Flexible and multifunctional textile sensors woven from hierarchical structure yarns for integrated sleep activity monitoring and thermotherapy healthcare for pressure injuries

Abstract

Pressure injuries, a major healthcare threat for chronic bedridden patients, demand innovative solutions for real-time monitoring and therapeutic intervention. Existing rigid or film-based sensors face challenges in flexibility and multi-point sensing capabilities. Herein, we present a multifunctional textile sensor integrating real-time pressure monitoring and on-demand thermotherapy through hierarchical core–shell yarns (HCYs). The HCYs are fabricated via a continuous and scalable braiding technique, comprising a conductive core (silver-coated Lyocell yarns) and a protective nylon sheath, enabling high compressibility, excellent sensing performance (max GF = 21.5), and electrothermal performance with a controllable temperature range (39.3–77.8 °C).

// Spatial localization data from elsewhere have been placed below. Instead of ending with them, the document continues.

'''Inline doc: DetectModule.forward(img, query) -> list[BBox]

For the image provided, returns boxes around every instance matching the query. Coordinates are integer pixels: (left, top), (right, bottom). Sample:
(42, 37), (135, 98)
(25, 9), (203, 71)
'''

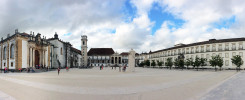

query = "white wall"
(22, 40), (27, 68)
(49, 40), (66, 68)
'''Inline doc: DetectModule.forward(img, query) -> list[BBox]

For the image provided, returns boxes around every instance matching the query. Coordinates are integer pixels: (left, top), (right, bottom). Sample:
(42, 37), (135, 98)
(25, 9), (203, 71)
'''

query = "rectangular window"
(219, 53), (222, 57)
(212, 53), (216, 56)
(201, 54), (204, 58)
(191, 47), (194, 53)
(196, 46), (199, 53)
(239, 52), (243, 57)
(225, 53), (229, 58)
(201, 46), (204, 52)
(232, 43), (236, 50)
(206, 45), (210, 52)
(186, 48), (189, 54)
(225, 60), (229, 66)
(225, 43), (229, 51)
(11, 62), (13, 67)
(206, 54), (210, 59)
(239, 43), (243, 50)
(218, 44), (222, 51)
(212, 45), (216, 51)
(232, 52), (236, 56)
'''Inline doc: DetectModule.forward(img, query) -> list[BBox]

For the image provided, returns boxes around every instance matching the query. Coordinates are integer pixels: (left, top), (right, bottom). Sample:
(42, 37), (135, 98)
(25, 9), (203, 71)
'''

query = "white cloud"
(0, 0), (245, 54)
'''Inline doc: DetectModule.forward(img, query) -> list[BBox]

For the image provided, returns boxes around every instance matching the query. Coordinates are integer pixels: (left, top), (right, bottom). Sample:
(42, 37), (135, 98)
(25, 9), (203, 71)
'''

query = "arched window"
(3, 47), (6, 59)
(60, 48), (63, 55)
(10, 44), (15, 58)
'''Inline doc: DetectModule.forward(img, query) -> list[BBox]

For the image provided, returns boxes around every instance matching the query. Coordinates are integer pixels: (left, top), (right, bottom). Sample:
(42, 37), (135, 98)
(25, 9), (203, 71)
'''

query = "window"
(212, 53), (216, 56)
(225, 43), (229, 50)
(206, 54), (210, 59)
(239, 42), (243, 50)
(218, 44), (222, 51)
(225, 53), (229, 58)
(201, 46), (204, 52)
(232, 52), (236, 56)
(10, 44), (14, 59)
(212, 44), (216, 51)
(196, 46), (199, 53)
(186, 48), (189, 54)
(191, 47), (194, 53)
(182, 49), (185, 54)
(225, 60), (229, 66)
(206, 45), (210, 52)
(239, 52), (243, 57)
(83, 41), (85, 45)
(60, 48), (63, 55)
(3, 47), (6, 60)
(232, 43), (236, 50)
(219, 53), (222, 57)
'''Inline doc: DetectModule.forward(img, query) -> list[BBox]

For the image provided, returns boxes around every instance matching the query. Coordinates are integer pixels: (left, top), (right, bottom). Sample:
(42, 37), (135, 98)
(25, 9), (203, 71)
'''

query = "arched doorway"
(35, 50), (40, 66)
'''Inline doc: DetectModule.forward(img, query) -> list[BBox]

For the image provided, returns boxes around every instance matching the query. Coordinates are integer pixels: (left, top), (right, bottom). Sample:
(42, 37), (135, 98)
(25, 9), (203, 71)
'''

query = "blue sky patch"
(213, 15), (236, 29)
(64, 32), (72, 36)
(121, 0), (137, 23)
(148, 3), (185, 34)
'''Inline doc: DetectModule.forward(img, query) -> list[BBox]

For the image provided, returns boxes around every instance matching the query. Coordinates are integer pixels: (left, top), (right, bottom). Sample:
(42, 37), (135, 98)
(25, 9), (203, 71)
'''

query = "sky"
(0, 0), (245, 53)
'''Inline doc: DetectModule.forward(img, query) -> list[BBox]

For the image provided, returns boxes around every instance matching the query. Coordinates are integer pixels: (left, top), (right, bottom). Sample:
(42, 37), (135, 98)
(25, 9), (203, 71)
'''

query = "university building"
(0, 29), (82, 71)
(139, 38), (245, 69)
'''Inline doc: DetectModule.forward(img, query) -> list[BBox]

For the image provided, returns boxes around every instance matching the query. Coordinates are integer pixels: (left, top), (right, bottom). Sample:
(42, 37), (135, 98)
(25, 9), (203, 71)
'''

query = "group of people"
(57, 66), (69, 75)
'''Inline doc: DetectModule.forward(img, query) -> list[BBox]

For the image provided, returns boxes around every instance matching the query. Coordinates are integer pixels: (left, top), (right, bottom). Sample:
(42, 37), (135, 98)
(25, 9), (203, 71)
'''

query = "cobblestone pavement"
(200, 71), (245, 100)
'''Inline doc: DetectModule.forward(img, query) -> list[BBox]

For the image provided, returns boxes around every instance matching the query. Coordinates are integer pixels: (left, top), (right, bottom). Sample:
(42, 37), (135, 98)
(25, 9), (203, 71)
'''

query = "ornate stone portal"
(128, 49), (136, 72)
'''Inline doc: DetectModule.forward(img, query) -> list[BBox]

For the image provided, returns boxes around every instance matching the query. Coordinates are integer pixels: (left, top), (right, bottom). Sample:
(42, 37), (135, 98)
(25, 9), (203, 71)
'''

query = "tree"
(145, 60), (150, 67)
(200, 58), (207, 70)
(231, 55), (244, 72)
(209, 55), (223, 71)
(179, 59), (185, 70)
(139, 61), (145, 67)
(209, 56), (217, 71)
(185, 58), (193, 70)
(174, 58), (179, 69)
(157, 60), (163, 68)
(217, 56), (224, 71)
(165, 58), (173, 70)
(193, 56), (201, 71)
(151, 60), (156, 68)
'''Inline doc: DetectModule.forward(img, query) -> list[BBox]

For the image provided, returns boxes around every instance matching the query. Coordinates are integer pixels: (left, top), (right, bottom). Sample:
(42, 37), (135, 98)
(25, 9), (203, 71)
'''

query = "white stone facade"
(139, 38), (245, 69)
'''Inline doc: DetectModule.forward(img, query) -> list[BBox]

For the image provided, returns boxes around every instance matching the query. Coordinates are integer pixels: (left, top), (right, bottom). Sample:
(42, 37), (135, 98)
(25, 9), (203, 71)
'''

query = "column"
(121, 57), (122, 65)
(33, 49), (35, 67)
(43, 51), (46, 66)
(114, 57), (115, 64)
(30, 48), (32, 67)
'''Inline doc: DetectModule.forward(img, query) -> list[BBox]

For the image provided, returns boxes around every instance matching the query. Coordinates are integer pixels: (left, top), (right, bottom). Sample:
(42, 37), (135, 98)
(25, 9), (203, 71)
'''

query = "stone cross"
(128, 49), (136, 72)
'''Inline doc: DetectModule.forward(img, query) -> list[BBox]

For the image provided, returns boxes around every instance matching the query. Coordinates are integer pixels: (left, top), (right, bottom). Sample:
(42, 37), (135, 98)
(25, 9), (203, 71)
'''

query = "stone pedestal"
(128, 49), (136, 72)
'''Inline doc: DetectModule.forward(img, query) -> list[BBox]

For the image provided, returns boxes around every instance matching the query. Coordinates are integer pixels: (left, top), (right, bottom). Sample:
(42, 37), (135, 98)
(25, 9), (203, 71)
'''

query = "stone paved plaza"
(0, 67), (240, 100)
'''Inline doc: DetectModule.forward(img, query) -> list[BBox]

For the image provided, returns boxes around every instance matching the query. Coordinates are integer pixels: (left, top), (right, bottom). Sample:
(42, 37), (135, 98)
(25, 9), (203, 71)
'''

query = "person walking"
(123, 65), (126, 72)
(4, 67), (7, 73)
(66, 67), (69, 72)
(58, 67), (60, 75)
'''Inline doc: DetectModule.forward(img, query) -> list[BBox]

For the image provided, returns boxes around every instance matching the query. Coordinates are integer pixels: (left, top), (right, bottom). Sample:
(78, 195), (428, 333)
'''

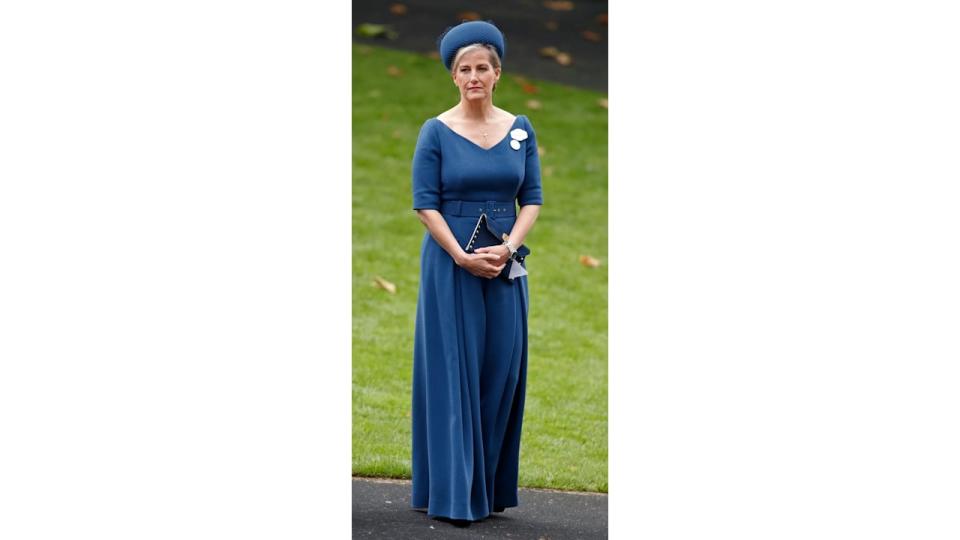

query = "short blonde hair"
(451, 43), (502, 73)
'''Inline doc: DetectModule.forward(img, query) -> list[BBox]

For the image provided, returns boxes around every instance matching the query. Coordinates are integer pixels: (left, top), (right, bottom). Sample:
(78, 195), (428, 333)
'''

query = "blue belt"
(440, 200), (516, 217)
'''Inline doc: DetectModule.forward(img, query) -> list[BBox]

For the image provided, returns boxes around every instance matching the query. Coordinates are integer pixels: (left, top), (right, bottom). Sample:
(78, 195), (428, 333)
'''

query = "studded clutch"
(464, 213), (530, 281)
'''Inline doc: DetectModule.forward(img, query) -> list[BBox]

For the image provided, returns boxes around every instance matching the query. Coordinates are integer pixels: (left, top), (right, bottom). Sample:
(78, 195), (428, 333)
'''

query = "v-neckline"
(435, 115), (521, 151)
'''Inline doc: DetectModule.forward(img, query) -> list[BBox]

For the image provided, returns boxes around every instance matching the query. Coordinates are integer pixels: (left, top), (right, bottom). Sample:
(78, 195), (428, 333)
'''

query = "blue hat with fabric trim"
(438, 20), (506, 71)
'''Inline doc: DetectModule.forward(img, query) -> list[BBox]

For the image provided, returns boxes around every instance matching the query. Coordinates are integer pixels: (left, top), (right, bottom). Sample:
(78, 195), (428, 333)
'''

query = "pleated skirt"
(410, 213), (529, 521)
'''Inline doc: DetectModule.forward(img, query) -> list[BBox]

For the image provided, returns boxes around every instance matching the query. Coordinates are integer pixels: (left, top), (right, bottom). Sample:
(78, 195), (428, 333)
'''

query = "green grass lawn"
(352, 43), (608, 492)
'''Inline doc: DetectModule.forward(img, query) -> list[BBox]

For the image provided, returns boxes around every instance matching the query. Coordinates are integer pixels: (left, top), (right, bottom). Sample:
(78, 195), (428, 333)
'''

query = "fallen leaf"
(386, 65), (403, 77)
(392, 129), (403, 139)
(596, 13), (608, 26)
(425, 50), (440, 59)
(389, 3), (407, 15)
(545, 20), (559, 31)
(581, 30), (602, 42)
(597, 98), (608, 108)
(543, 166), (554, 177)
(525, 99), (542, 110)
(357, 45), (373, 55)
(543, 0), (574, 11)
(537, 145), (546, 157)
(368, 89), (381, 98)
(579, 255), (600, 268)
(355, 23), (398, 40)
(457, 11), (482, 21)
(539, 46), (559, 58)
(555, 52), (572, 66)
(373, 276), (397, 294)
(513, 76), (536, 92)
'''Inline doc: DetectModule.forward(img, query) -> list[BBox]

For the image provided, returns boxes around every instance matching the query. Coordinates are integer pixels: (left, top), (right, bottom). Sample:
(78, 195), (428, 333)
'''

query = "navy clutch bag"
(464, 213), (530, 281)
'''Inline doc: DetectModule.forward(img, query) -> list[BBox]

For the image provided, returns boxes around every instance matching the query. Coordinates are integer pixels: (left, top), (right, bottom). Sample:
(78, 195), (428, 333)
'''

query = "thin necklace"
(460, 109), (492, 144)
(480, 117), (491, 143)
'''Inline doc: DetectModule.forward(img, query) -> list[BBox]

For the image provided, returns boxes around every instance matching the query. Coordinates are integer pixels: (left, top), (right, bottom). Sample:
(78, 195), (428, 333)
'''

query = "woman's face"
(452, 49), (500, 102)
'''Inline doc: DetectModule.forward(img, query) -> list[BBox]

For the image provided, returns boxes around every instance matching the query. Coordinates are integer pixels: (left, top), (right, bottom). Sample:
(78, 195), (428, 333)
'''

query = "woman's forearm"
(506, 204), (541, 247)
(417, 204), (540, 264)
(416, 209), (467, 265)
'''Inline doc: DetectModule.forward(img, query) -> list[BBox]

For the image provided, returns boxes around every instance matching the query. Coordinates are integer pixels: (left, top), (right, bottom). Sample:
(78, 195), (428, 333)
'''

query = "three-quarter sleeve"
(517, 116), (543, 206)
(412, 119), (442, 211)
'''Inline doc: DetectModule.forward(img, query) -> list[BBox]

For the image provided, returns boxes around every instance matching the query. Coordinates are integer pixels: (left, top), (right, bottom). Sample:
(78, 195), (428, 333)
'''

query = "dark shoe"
(493, 506), (506, 512)
(433, 516), (471, 528)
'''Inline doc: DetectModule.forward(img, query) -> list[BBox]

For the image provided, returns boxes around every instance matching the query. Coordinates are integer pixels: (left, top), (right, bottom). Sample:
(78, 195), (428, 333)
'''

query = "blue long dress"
(410, 114), (543, 521)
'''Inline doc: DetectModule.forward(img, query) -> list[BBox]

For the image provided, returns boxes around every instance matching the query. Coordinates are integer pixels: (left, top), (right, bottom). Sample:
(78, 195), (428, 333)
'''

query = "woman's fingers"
(462, 253), (506, 278)
(485, 263), (505, 279)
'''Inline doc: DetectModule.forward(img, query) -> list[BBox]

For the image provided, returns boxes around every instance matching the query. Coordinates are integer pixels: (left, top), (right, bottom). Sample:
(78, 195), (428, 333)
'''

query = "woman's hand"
(456, 251), (506, 279)
(473, 244), (511, 266)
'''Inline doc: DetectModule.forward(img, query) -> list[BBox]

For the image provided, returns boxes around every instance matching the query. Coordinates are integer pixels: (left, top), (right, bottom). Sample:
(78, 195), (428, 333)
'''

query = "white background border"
(2, 1), (958, 538)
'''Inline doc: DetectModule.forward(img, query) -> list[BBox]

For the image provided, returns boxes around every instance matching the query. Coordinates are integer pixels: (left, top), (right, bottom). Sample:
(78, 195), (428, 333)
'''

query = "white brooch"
(509, 128), (528, 150)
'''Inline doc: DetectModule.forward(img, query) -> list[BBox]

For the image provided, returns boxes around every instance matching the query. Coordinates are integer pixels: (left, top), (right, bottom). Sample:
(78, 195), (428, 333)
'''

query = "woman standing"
(410, 21), (543, 524)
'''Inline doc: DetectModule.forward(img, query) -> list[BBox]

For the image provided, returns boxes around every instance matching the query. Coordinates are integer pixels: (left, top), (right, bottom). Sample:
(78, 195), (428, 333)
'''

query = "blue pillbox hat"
(438, 20), (506, 71)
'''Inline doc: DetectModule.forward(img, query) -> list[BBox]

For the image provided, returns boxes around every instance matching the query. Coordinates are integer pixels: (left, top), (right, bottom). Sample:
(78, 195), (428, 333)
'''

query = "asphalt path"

This effectively assists in alleviating muscle tension, thereby enhancing pressure injury prevention for patients. A machine learning-assisted smart posture monitoring system is further developed to achieve a high accuracy of 96.5% in recognizing sleeping postures, thereby effectively assessing the risk of injuries through the integration of deep learning, embedded systems, and internet technology. This work proposes a novel strategy for the efficient construction of smart textiles. Integrating wearable sensing and therapeutic functionalities aims at mitigating pressure injuries and improving patient care efficiency, thereby accelerating the advancement of next-generation wearable healthcare technologies.